Tue Apr 24, 2012 3:53 pm

Some good points on motors - experimenting and finding ways around these problems is all part of the fun. Even if (like me) someone is unlikely to have the desire to be a 'proper' programmer, problem-solving skills cover a multitude of trades. We could even go as far as saying that the RaspPi could keep people in schools, who would otherwise bunk of, from the traditional textbook lessons (including ICT, as it was).

I remember being in Maplin a few years back, seeing the PCB kits, and books on USB interfacing and thinking 'Does anyone *really* do that as a hobby these days'? It was quite a depressing moment.

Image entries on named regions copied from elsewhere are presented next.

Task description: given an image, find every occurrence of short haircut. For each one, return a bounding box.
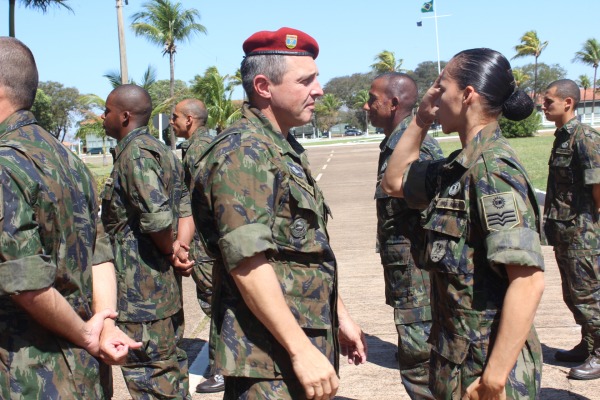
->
[546,79,581,106]
[179,98,208,125]
[0,37,38,110]
[375,72,418,110]
[240,54,289,100]
[109,84,152,125]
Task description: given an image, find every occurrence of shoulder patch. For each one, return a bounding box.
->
[481,192,520,231]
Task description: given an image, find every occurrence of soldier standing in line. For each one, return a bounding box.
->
[382,48,544,399]
[363,72,443,399]
[170,99,225,393]
[102,85,194,399]
[542,79,600,379]
[0,37,141,399]
[192,28,366,400]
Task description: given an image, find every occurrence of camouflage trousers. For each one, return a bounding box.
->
[192,260,214,317]
[0,314,112,400]
[118,310,191,400]
[394,309,434,400]
[429,327,542,400]
[554,246,600,350]
[223,376,306,400]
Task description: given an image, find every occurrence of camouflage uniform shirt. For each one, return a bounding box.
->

I'm in to high level HTML / Ruby on Rails application design, as well Linux hacking for web site hosting. With Github and on-line tutorials this field is easier than ever to be a part of, but someone needs a wow moment to get them hooked. For me it was simple graphics in BASIC, leading to desktop publishing, leading to web design, leading to designing systems to output dynamic PDFs, order forms, signage, etc. You need to show people they can harness technology at many levels and make a life that is hopefully more rewarding in the long run.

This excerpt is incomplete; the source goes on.